The train stage abstracts away details about training a model based on the data in the feather file. This allows for flexibility in defining a model by providing a single interface (train.py) that can accept input arguments from the command-line for building the model. The output of train.py is written to a text file and the model, as a pickle file, is gpg signed and encrypted for improved security. This step is likely unnecessary when running the webserver on the same machine where the model is generated, but is recommend when uploading the model to a different machine.
The deploy stage will remove the model currently being used by the webserver, and gpg decrypt and verify the new model. The webserver is then restarted and will pick up and use the new model.
Before running the Config File, the web server should be started with docker run -d -p 3000:3000 -v $PWD/data/deploy:/app/data/deploy:ro --name model_server model_server
.
To run the Config File, execute build-magic -C pipeline.yaml -v filename winequality-red_`date "+%Y%m%d%H%M%S"` -v user xxxxx -v server model_server
.
Code¶
build-magic:
- stage:
name: etl
commands:
- execute: curl "http://archive.ics.uci.edu/ml/machine-learning-databases/wine-quality/winequality-red.csv" --output {{ filename }}.csv
label: Download the dataset
- execute: python3 etl.py {{ filename }}.csv
label: Convert the dataset to Arrow
- execute: mv {{ filename }}.feather data/input
- execute: rm {{ filename }}.csv
- stage:
name: train
commands:
- execute: python3 train.py data/input/{{ filename }}.feather 0.1 0.1 > data/stats/{{ filename }}.stats
label: Train the model
- execute: mv {{ filename }}.pickle data/models/{{ filename }}.pickle
- execute: gpg --output data/models/{{ filename }}.sig -se -r {{ user }} data/models/{{ filename }}.pickle
label: Sign and encrypt the model
- stage:
name: deploy
commands:
- execute: rm -f data/deploy/*
- execute: cp data/models/{{ filename }}.sig data/deploy
- execute: gpg --output data/deploy/{{ filename }}.pickle -d data/deploy/{{ filename }}.sig
label: Verify and decrypt the model
- execute: rm data/deploy/{{ filename }}.sig
- execute: docker restart {{ server }}
label: Restart the web server
The Server¶
The webserver has a single endpoint, /predict, which accepts a JSON payload. Each key in the JSON payload corresponds to a field in the winequality-red dataset.
import os
from pathlib import Path
import pickle
from fastapi import FastAPI
import pandas as pd
from pydantic import BaseModel
MODEL_PATH = os.environ.get('MODEL_PATH', '.')
app = FastAPI()
loaded = False
_model = None
class Vector(BaseModel):
fixed_acidity: float
volatile_acidity: float
citric_acid: float
residual_sugar: float
chlorides: float
free_sulfur_dioxide: float
total_sulfur_dioxide: float
density: float
ph: float
sulphates: float
alcohol: float
def convert(self):
return pd.DataFrame(
self.dict().values(),
index=pd.Index(
[
'fixed acidity',
'volatile acidity',
'citric acid',
'residual sugar',
'chlorides',
'free sulfur dioxide',
'total sulfur dioxide',
'density',
'pH',
'sulphates',
'alcohol',
]
)
)
def model():
global loaded
global _model
if loaded:
return _model
else:
models = sorted([m for m in Path(MODEL_PATH).iterdir()], reverse=True)

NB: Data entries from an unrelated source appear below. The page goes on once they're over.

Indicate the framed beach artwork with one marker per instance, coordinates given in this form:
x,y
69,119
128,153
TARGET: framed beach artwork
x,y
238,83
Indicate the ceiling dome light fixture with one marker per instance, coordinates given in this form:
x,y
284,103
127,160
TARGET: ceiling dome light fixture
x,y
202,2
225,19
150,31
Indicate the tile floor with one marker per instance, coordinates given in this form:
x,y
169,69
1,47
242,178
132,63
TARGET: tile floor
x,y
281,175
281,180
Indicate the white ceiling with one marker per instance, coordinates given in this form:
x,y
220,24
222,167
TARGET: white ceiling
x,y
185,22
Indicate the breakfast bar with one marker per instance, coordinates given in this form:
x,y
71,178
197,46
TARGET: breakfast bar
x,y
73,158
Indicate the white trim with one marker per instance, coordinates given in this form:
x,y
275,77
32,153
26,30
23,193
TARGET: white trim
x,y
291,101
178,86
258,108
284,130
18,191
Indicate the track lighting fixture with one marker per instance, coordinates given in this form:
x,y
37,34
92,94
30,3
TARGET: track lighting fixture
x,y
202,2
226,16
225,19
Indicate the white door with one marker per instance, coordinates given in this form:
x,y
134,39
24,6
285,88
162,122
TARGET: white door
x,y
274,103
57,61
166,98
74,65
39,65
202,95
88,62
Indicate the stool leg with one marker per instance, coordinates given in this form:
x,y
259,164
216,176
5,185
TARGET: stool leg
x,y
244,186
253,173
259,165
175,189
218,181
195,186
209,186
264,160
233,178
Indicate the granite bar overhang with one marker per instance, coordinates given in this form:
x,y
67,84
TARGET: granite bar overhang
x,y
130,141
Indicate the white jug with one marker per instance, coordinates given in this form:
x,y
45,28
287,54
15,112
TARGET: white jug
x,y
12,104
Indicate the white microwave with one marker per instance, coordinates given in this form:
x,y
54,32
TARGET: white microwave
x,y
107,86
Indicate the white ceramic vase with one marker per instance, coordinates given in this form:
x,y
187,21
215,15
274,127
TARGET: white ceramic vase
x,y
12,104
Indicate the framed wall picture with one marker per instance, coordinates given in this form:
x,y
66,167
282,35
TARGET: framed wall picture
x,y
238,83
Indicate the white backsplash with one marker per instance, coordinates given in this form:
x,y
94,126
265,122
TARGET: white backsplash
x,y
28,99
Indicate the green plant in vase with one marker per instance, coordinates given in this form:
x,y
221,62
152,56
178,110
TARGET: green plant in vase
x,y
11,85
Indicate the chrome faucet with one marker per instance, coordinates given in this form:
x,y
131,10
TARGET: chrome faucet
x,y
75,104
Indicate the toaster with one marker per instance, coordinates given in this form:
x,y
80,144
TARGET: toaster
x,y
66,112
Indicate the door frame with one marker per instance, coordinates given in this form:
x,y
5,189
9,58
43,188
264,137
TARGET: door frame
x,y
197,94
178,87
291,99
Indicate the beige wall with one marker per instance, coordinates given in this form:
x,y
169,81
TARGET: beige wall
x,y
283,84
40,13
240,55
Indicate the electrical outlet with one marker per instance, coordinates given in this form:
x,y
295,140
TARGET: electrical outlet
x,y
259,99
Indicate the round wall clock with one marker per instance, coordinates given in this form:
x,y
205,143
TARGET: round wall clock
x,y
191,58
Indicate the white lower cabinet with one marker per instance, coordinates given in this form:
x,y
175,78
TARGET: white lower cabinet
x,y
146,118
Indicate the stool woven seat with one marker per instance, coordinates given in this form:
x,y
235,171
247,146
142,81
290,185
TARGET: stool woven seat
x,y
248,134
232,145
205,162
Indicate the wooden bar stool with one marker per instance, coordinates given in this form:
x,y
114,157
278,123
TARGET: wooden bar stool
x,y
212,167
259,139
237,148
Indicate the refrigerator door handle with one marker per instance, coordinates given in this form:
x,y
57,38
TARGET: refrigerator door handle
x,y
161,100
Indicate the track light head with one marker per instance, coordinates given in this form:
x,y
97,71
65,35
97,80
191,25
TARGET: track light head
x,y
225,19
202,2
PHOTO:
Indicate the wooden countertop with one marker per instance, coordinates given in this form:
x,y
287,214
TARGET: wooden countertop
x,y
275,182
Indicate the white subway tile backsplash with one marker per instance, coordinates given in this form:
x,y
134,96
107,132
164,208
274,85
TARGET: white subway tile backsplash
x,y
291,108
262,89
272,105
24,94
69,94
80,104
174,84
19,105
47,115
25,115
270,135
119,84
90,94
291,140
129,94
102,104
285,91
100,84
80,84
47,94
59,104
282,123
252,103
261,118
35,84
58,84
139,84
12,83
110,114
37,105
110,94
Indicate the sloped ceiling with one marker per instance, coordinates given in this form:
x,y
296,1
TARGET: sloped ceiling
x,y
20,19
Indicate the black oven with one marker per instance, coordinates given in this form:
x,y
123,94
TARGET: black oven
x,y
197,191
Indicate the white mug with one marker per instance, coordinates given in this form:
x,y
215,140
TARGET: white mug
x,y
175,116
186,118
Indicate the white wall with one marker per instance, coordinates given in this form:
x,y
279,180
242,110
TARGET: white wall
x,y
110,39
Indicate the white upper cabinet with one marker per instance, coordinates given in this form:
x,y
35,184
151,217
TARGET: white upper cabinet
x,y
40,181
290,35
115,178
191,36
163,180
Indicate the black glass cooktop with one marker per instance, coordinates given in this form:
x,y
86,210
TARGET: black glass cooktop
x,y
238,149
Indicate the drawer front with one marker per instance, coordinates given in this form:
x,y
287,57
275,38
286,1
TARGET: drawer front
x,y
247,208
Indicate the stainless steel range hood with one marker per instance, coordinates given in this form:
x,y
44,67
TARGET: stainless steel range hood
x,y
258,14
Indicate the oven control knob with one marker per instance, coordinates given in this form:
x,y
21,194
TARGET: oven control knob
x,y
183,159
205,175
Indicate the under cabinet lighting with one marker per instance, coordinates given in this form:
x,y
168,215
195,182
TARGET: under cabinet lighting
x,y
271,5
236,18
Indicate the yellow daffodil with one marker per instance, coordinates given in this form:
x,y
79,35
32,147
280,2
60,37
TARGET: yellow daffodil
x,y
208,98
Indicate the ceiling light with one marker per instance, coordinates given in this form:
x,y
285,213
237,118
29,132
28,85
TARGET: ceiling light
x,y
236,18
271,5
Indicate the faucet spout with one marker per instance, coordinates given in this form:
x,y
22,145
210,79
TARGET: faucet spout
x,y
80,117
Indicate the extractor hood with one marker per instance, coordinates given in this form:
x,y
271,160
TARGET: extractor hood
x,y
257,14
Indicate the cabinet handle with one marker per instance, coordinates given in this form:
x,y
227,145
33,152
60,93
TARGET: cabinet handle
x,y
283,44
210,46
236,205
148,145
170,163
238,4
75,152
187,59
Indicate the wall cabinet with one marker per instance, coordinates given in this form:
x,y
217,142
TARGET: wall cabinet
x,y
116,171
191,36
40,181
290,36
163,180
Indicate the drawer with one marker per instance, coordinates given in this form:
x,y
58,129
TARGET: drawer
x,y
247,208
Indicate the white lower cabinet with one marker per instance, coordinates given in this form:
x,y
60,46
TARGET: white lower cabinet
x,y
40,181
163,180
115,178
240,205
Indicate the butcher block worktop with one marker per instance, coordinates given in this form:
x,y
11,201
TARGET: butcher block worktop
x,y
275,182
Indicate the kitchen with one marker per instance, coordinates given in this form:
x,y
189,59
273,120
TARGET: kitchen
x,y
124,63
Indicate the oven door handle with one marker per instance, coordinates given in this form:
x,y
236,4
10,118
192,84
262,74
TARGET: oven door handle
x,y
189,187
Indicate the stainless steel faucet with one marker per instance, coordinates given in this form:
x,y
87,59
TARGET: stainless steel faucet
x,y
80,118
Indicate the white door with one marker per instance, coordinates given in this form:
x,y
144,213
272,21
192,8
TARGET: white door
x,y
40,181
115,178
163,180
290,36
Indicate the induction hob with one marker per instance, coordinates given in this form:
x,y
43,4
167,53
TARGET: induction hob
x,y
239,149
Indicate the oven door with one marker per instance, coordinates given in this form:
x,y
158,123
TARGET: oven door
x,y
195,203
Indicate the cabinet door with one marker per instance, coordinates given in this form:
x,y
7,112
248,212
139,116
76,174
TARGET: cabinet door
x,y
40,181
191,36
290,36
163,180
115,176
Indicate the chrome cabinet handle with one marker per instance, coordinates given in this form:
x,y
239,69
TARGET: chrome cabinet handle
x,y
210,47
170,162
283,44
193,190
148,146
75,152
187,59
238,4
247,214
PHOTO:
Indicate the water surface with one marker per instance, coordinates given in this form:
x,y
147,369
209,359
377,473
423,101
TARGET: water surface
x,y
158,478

with open(models[0], 'rb') as file:
file.seek(0)
model = pickle.load(file)
loaded = True
_model = model
return model
@app.post("/predict")
async def predict(data: Vector):
vector = data.convert().transpose()
result = model().predict(vector)
return {'prediction': round(result[0])}
Calling the /predict endpoint with the following JSON payload will return the predicted winequality.
{
"fixed_acidity": "10.8",
"volatile_acidity": "0.28",
"citric_acid": "0.56",
"residual_sugar": "2.0",
"chlorides": "0.075",
"free_sulfur_dioxide": "17.8",
"total_sulfur_dioxide": "60.3",
"density": "0.9980",
"ph": "3.16",
"sulphates": "0.58",
"alcohol": "10"
}
The webserver is built as a Docker image with the following Dockerfile:
FROM ubuntu:latest
WORKDIR /app
COPY server.py requirements.txt /app/
RUN apt update && apt install python3 python3-pip -y
RUN pip3 install -r requirements.txt
ENV MODEL_PATH=/app/data/deploy
EXPOSE 3000
ENTRYPOINT ["uvicorn", "server:app", "--host", "0.0.0.0", "--port", "3000"]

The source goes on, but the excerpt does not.